The increase in complexity and scaling of workloads from AI has forced us to create increasingly powerful solutions. Western Digital has taken an important step forward in this regard with OpenFlex Data24 4000 NVME-OF series, a equipped storage platform With SSD NVME Kioxia CM7-V Series units and the peak data server: Aio.
This platform has demonstrated high scalability and great ease of use, all without having to give up a high level of performance in AI -related tasks. To demonstrate it, this platform has validated its performance results Mlperf Storage v2a benchmark that is considered as the gold standard of the sector for the comparative evaluation of performance of storage solutions under Ia.
The results obtained show that this architecture Not only does it offer high performance at scale, It is also able to maintain a high degree of efficiency and economy with a practical implementation, and without a software -defined storage layer (SDS).
MLPerf Storage Use GPU customer nodesthat is, systems that simulate the behavior of an AI server that accesses storage during training or inference to generate the typical I/O I/O charge patterns of the real world’s workload loads, to evaluate the performance that a storage platform is capable of offering in the scenarios of distributed through multiple clients of concurrent GPU.

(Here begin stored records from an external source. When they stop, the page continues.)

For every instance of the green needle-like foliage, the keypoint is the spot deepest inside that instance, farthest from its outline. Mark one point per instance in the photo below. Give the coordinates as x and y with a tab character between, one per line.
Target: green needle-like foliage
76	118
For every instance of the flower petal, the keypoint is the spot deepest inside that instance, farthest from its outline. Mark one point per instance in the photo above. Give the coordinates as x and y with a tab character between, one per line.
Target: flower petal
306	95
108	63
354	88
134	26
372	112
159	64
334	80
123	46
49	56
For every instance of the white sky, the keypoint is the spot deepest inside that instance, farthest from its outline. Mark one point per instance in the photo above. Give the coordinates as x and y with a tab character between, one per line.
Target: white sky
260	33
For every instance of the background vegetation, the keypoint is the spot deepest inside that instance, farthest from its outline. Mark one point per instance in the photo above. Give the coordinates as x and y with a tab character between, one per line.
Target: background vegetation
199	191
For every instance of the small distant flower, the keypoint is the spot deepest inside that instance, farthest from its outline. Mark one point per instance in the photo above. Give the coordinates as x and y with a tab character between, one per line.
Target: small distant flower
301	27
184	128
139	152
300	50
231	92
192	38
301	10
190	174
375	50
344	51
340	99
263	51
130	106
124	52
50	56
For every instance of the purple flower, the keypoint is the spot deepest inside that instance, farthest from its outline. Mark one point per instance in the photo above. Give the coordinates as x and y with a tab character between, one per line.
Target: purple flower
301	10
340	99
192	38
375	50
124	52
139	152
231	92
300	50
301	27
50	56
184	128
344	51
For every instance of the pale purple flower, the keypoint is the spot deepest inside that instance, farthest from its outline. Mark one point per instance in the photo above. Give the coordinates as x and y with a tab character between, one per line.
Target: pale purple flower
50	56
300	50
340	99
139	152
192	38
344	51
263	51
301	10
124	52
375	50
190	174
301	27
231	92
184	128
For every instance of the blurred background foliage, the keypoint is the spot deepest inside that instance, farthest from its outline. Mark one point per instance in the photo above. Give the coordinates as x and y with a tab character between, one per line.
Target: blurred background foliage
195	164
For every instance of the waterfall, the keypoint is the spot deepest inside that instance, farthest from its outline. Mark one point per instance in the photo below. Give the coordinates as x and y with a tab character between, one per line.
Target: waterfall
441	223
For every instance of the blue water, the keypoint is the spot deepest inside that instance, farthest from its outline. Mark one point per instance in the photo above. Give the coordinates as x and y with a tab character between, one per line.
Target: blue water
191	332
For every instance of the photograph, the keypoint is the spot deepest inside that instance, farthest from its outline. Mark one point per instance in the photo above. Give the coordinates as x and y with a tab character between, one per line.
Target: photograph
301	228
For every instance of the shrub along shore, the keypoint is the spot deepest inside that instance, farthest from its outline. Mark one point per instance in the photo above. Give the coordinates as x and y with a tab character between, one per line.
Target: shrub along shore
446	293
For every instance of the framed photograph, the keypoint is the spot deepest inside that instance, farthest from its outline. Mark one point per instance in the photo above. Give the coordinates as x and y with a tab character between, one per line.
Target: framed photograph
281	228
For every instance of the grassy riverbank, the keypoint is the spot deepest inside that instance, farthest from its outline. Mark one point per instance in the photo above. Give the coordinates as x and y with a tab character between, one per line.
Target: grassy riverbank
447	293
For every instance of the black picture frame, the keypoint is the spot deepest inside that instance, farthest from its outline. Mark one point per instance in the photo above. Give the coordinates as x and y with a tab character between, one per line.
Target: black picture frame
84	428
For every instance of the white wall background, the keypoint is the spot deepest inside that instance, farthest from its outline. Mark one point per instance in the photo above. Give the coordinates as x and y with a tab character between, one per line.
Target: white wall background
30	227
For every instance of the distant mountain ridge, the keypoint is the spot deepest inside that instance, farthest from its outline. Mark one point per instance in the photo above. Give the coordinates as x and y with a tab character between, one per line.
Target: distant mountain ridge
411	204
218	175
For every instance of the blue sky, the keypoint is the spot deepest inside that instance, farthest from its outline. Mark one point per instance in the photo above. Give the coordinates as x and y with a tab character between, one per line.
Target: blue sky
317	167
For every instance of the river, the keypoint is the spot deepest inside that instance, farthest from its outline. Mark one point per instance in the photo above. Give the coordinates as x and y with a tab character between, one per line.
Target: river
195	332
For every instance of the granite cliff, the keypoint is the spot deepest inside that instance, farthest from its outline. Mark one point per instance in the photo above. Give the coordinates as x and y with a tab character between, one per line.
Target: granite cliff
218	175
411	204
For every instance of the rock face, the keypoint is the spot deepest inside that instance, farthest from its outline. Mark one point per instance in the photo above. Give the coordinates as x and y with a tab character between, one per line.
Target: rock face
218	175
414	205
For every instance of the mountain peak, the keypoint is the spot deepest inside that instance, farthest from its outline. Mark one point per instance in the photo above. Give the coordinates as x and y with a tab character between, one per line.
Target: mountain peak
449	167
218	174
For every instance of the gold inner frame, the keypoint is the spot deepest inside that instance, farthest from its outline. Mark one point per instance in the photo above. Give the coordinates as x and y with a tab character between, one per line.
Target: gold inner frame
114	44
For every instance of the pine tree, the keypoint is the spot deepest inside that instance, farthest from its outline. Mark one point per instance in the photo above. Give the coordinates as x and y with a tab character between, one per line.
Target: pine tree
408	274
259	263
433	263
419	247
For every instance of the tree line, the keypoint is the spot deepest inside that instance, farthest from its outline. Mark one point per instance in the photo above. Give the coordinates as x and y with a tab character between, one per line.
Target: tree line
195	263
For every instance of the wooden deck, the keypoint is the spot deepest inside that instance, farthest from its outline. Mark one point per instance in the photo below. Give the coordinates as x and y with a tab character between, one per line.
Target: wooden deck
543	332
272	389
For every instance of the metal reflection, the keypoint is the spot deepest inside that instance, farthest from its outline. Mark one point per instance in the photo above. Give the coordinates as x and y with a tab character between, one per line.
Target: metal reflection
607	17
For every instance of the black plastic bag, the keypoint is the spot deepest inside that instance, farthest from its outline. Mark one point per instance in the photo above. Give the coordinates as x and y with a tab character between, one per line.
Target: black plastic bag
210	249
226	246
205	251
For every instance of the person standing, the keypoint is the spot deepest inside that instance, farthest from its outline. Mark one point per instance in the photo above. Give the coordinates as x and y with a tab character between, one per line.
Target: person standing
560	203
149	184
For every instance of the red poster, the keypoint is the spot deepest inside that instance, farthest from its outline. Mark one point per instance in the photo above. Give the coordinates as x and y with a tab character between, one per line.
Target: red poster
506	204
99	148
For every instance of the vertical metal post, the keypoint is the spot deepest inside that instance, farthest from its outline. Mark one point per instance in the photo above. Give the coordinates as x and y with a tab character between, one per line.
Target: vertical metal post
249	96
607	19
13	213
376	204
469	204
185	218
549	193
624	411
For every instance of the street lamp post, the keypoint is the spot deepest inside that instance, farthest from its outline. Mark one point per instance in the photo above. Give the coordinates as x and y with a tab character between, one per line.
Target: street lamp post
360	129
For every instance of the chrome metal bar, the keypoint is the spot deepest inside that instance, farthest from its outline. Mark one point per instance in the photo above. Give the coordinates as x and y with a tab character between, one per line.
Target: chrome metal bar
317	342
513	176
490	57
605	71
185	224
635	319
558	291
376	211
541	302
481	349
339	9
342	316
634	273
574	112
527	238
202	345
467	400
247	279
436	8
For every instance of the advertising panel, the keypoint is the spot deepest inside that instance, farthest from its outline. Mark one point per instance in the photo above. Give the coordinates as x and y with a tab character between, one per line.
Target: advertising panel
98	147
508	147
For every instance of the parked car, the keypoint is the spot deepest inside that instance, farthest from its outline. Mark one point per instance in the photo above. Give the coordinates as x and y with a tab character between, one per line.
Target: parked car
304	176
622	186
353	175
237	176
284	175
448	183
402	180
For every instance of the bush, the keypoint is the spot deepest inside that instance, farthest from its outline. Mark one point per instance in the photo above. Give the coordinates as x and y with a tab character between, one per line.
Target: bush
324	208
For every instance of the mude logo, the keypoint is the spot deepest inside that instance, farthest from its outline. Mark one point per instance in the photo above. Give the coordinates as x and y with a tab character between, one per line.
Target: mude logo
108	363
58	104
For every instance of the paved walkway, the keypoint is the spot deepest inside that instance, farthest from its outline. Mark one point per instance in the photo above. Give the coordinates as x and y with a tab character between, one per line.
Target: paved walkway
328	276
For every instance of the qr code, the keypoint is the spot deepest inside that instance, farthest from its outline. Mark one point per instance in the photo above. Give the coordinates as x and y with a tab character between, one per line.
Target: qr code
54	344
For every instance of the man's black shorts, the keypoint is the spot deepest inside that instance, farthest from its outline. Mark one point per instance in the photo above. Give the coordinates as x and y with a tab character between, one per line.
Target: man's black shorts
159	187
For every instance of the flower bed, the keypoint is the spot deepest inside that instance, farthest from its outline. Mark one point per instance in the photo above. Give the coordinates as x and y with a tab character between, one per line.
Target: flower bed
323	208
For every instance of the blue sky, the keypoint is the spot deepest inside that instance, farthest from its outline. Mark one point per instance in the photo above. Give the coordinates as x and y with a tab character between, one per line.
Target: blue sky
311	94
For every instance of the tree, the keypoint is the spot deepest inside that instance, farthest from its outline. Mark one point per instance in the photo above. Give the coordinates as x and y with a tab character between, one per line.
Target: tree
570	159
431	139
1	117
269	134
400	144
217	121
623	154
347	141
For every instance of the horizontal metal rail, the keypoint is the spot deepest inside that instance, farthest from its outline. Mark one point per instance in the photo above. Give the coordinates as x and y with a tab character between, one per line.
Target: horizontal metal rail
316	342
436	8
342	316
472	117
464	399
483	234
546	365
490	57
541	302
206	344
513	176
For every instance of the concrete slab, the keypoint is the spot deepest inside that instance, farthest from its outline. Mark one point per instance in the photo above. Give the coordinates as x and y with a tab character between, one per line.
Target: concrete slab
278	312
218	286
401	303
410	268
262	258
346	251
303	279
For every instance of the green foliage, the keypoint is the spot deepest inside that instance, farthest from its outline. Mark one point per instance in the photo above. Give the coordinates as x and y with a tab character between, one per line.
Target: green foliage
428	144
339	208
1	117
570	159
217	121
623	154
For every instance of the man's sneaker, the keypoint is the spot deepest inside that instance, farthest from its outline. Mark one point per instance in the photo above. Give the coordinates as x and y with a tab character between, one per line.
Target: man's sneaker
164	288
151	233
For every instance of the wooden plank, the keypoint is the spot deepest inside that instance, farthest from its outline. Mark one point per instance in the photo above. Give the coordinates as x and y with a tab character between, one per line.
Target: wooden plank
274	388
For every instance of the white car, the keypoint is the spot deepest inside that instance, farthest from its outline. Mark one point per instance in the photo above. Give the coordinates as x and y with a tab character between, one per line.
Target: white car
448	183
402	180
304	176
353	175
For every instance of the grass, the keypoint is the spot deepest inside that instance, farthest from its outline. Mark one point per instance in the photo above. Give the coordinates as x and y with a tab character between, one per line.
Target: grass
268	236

The AI training tests used in the MLPERF storage suite They measure the effectiveness with which the system serves the workloads of AI that stress different aspects of the storage I/O, including performance and concurrence, in several deep learning models. There are two key work reference points used for MLPERF:
3D U-NET work loads
A deep learning model is used Based on medical images and volumetric segmentation. It is a much higher load for storage systems due to its large 3D input data sets and its intense data flow reading patterns. As such, it is a stricter reference point to demonstrate sustained performance of great bandwidth and low latency in multinode workflows. In this model:
OpenFlex Data24 of Western Digital achieved a sustained reading performance of 106.5 GB/S, saturating 36 GPUS NVIDIA H100 simulated In three physical client nodes, which demonstrates the capacity of the EBOF to easily handle high parallelism training tasks and intensive bandwidth use.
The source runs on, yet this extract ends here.